Moss’ dedication to Jazz led him to host workshops at the club, where he’d try to bring together club players and students from the University of Cincinnati’s College-Conservatory of Music. In Michael Kearns’ 2013 CityBeat profile of Moss and Schwartz Point, the musician said, “Some things you can’t learn in a classroom. You can learn theory and get help learning your instrument, but you have to learn on the bandstand.”
Although unable to play the final few months of his life due to illness, Moss had remained busy not only with performances, but also with album releases.
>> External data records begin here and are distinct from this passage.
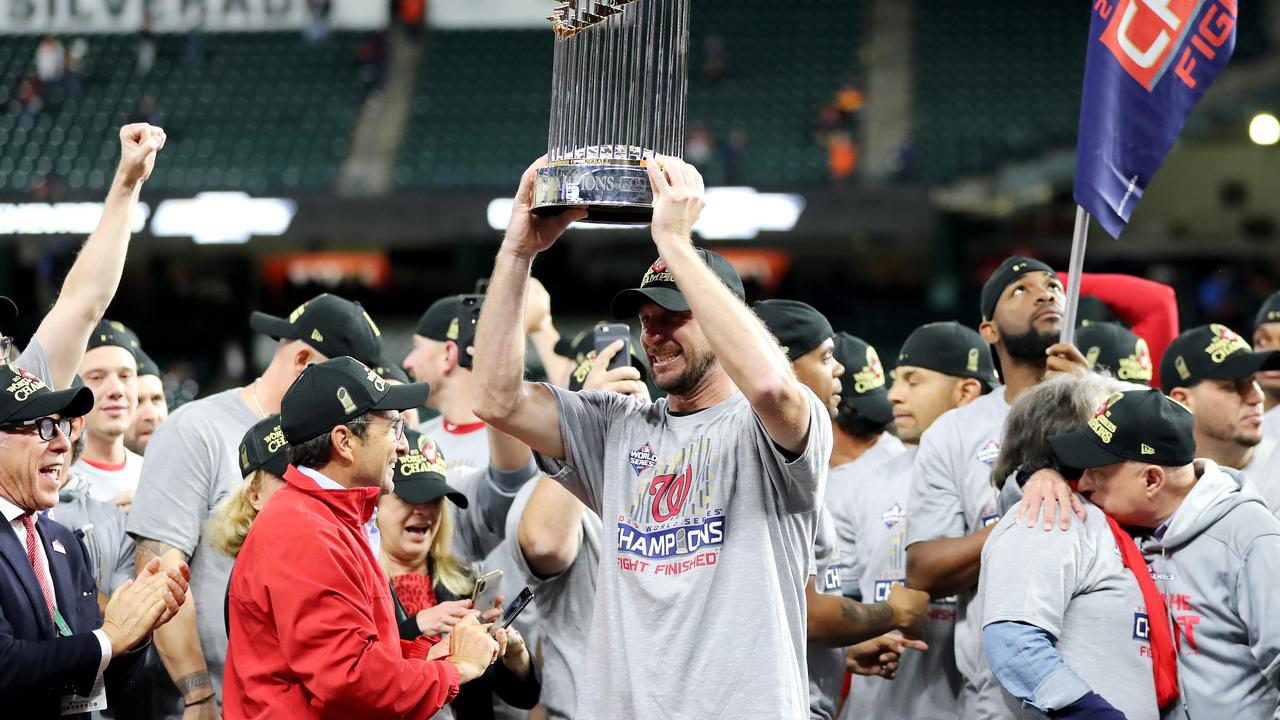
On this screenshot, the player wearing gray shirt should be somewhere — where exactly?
[474,158,831,720]
[974,505,1160,720]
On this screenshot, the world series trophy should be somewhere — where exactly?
[534,0,690,224]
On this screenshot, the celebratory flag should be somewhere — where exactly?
[1075,0,1236,238]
LYNNE SCOTT was born in Cincinnati, OH to a musical family. Her father, Bruce, was a gifted clarinetist who taught at the Cincinnati Conservatory of Music, led an orchestra on radio for many years, and was a well known music educator in Ripley, OH. Her mother, Teresa, taught
piano, and her four brothers are all musical, one of them a highly regarded west coast jazz and classical trombonist. Her children and grandchildren have all inherited musical talents of their own. When she was quite young, she and her mother would play and sing at many area Retirement Homes, and at the age of 9 1/2, she and her mother were chosen to be guests on the popular TV show – Harris Rosedale, where she sang “Birth of the Blues”....a song she learned verbatim from listening to Leslie Uggams, her idol at that time. They won a toaster!!
She was always active in music during high school with band, vocal arts, and choral groups, having won Ohio State vocal competitions each year. She was diverse in her love for music, influenced by many, i.e. Nancy Wilson, Sarah Vaughn, Maureen McGovern, Stevie Wonder,
Bobby McFerrin, and others. After High School, Lynne returned to Cincinnati to study music part time at CCM, working as a bookkeeper for Merril Lynch by day, and studying privately with vocal coaches Bob McSpadden and Madame Kruse.
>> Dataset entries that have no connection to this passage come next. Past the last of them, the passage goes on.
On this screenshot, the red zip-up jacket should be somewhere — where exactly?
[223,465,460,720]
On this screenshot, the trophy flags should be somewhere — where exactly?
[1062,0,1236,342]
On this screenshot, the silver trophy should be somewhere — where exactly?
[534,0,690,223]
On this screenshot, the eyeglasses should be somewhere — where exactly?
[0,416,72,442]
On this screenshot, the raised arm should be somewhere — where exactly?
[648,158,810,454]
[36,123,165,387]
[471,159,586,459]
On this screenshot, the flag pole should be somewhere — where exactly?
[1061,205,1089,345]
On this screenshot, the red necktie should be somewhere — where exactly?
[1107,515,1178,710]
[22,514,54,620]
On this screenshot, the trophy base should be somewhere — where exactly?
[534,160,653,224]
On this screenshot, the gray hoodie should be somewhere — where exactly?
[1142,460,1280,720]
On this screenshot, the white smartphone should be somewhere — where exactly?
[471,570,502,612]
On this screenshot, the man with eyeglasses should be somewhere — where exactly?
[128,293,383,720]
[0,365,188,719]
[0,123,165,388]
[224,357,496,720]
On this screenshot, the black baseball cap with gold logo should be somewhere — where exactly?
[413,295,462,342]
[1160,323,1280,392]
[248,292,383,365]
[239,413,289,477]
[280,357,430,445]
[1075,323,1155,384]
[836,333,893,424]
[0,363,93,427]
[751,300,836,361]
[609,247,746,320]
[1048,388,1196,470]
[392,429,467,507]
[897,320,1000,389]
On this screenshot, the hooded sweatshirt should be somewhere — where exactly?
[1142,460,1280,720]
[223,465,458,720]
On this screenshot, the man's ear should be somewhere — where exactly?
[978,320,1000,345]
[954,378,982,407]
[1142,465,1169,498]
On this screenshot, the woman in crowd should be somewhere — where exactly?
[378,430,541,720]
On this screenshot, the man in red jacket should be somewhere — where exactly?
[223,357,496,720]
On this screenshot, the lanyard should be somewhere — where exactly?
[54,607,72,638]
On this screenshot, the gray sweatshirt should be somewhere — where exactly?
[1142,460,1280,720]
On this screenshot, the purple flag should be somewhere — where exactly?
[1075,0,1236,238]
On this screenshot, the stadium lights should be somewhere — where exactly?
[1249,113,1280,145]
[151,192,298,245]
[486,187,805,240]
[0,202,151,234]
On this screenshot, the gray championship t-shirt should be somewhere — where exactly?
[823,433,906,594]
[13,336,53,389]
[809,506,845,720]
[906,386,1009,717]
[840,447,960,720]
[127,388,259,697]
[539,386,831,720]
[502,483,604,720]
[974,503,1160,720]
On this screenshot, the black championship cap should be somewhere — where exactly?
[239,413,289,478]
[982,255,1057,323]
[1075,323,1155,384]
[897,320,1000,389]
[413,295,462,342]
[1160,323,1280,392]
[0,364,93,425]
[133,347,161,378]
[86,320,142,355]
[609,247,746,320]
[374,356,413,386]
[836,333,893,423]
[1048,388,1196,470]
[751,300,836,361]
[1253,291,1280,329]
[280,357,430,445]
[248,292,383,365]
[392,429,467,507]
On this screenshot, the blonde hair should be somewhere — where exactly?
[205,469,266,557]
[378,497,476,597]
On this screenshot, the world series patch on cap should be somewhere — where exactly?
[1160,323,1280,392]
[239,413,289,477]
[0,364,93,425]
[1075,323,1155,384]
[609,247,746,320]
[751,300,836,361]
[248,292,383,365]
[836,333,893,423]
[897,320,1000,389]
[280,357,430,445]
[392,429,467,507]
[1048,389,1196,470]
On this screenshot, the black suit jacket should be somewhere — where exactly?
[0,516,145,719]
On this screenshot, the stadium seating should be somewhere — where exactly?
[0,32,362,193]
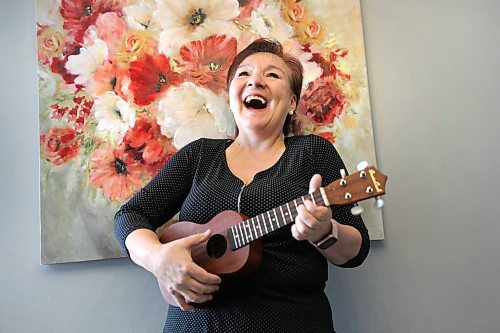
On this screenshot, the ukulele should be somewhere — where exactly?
[159,162,387,305]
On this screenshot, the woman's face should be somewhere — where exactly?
[229,52,296,135]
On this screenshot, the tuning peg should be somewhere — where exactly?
[340,169,347,178]
[351,205,365,215]
[356,161,368,171]
[373,197,384,209]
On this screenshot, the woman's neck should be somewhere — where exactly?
[234,133,285,151]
She began singing at the Lookout House after one year of being in Cincinnati, and that led to many other club dates and opportunities in the music field. She joined Cincinnati Musicians Assoc. Local 1, where they suggested she change her birth name of “Linda” to Lynne because
there was a popular recording star with the name “Linda Scott” and they didn’t think it would be good to use the same name. At that time, many musicians used “stage names”, so Lynne it became – and stuck. She has remained a Life Member of Local 1, and also still works in their office as Membership Director.
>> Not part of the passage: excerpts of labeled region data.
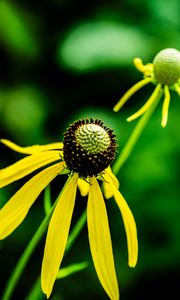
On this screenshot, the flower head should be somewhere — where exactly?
[114,48,180,127]
[0,119,138,300]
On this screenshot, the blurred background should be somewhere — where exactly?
[0,0,180,300]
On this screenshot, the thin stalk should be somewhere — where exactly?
[2,178,70,300]
[112,91,162,175]
[25,209,86,300]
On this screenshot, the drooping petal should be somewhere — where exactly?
[127,83,161,122]
[0,151,60,188]
[174,83,180,96]
[1,139,63,154]
[0,163,63,239]
[78,178,89,197]
[87,177,119,300]
[161,85,170,127]
[113,78,152,112]
[103,166,119,199]
[41,173,78,298]
[112,185,138,267]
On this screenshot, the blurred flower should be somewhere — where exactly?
[114,48,180,127]
[0,119,138,300]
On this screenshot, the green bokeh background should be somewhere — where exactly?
[0,0,180,300]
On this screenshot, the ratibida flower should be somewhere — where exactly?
[0,119,138,300]
[114,48,180,127]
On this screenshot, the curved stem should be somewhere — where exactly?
[112,91,162,175]
[25,209,86,300]
[1,179,72,300]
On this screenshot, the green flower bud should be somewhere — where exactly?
[153,48,180,86]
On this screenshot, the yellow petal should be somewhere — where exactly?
[161,85,170,127]
[0,151,60,188]
[78,178,89,197]
[111,187,138,267]
[0,163,63,239]
[103,166,119,199]
[174,83,180,96]
[41,173,78,298]
[87,177,119,300]
[134,58,154,76]
[127,83,161,122]
[113,78,152,112]
[1,139,63,154]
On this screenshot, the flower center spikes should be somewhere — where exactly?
[153,48,180,86]
[64,119,117,178]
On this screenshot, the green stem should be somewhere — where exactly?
[25,209,86,300]
[2,179,72,300]
[112,92,162,175]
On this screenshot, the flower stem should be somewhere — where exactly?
[1,178,73,300]
[112,91,162,175]
[25,209,86,300]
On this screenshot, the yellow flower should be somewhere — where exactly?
[0,119,138,300]
[114,48,180,127]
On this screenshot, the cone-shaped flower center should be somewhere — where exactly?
[75,124,111,154]
[63,119,117,177]
[153,48,180,86]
Lynne has appeared regularly on Midwest radio and TV, and has played most of the top venues in the area. While singing with Jerry Conrad’s Rhythm & Brass, she appeared on the Len Mink Show, the Nick Clooney Show, the Vivian Della Chiesa Show, The Bob Braun Afternoon Show,
and the 1180 Club Radio show. She spent ten years singing with the Teddy Raymore Trio at Dante’s and was featured “girl singer” with the Pete Wagner Orchestra/Band for several years. She also sang with the vocalese group “Close Company” for three years and with the RL Big
Band. Recently she has performed with the world renowned Blue Wisp Big Band.
Lynne appeared weekends with the highly acclaimed “Frank Vincent Trio” at the Celestial in the Incline Lounge at Highland Towers for 8 years, with Jack Doll. Jr. at the Phoenix, the Phil DeGreg Trio at the original Horseshoe Casino in the Jack Binion Steakhouse, regularly at the
Cincinnati Netherland Hilton Hotel in the Palm Court Lounge with the Jim Hart Trio, the Don Steins Trio at Sorrento’s Restaurant and Lounge and The Pub in Rookwood, Washington Platform with various groups and most recently at Caffe Vivace with Lee Stolar and Steve
She has several recordings available – with Frank Vincent & friends, Rob Allgeyer Trio, Teddy Rakel, the Cincinnati Horn Connection, the Pete Wagner Orchestra., Tom Schofield/Kenny Poole, Don Steins/Paul Hawthorne and Pat Kelly.
In five decades of playing bass, Michael Sharfe has cemented his place as a major figure on Cincinnati’s musical scene. His skill, passion, versatility and musical curiosity have led to credits on more than 250 CDs and 150 vinyl discs. On the live stage, he has been deeply involved with the institutions and musicians that define jazz in Cincinnati.
Sharfe began guitar lessons at age 9, studying classical guitar while playing electric guitar in rock bands. Discovering Black radio station WCIN, he started playing electric bass with Black soul groups. “The bass was always speaking to me in that music,” he says. At 21 Sharfe bought his first acoustic bass; at 22 he entered Dayton’s Wright State University with a double major in classical guitar and string bass. Five nights a week at Suttmiller’s Supper Club, he was backing Vegas entertainers; afterward, he would catch the last set at Gilly's, hearing jazz legends like Charles Mingus.
Lured back to Cincinnati as first-call bassist for Fifth Floor Studios, a major Midwest center for recording, the young bassist joined the Ed Moss Trio at Emanon. There he met pianist Steve Schmidt, who asked Sharfe to join him and John Von Ohlen in the Blue Wisp Trio. Backing national stars weekly, the trio also formed the nucleus of the Blue Wisp Big Band, with which Sharfe still performs.
Sharfe went on to appear with symphony and pops orchestras, hold down several big-band chairs and tour internationally with pianist Lynne Arriale and nationally with guitar guru Adrian Belew. He counts as a favorite memory traveling with Erich Kunzel and the Cincinnati Pops to Carnegie Hall for the 1999 celebration of Duke Ellington’s centenary. There he found that he was to perform a duet with a singer -- Mercedes Ellington, Duke’s daughter. “The entire orchestra stops playing, and it's just me and her,” he recalls. “I didn’t know that was coming till I was at the rehearsal.”
Currently a guiding voice in several small ensembles, including the Cuban-inflected Mambo Combo, Sharfe directed a jazz series at Washington Platform Saloon from 2012 through 2021.
In his 2014 CD “The Sideman Theory,” Sharfe reflected on his career as a consummate sideman, having performed and recorded with such diverse luminaries as tenor sax visionary Joe Lovano; jazz guitar giants John Scofield, Herb Ellis and Joe Pass; bop legends Sonny Stitt, Red Rodney and Slide Hampton; singers Rosemary Clooney and Michael Feinstein; and practically every jazz player of note in Cincinnati. He has shared the stage with entertainment legends like Bob Hope, George Burns, Steve Martin and Red Skelton.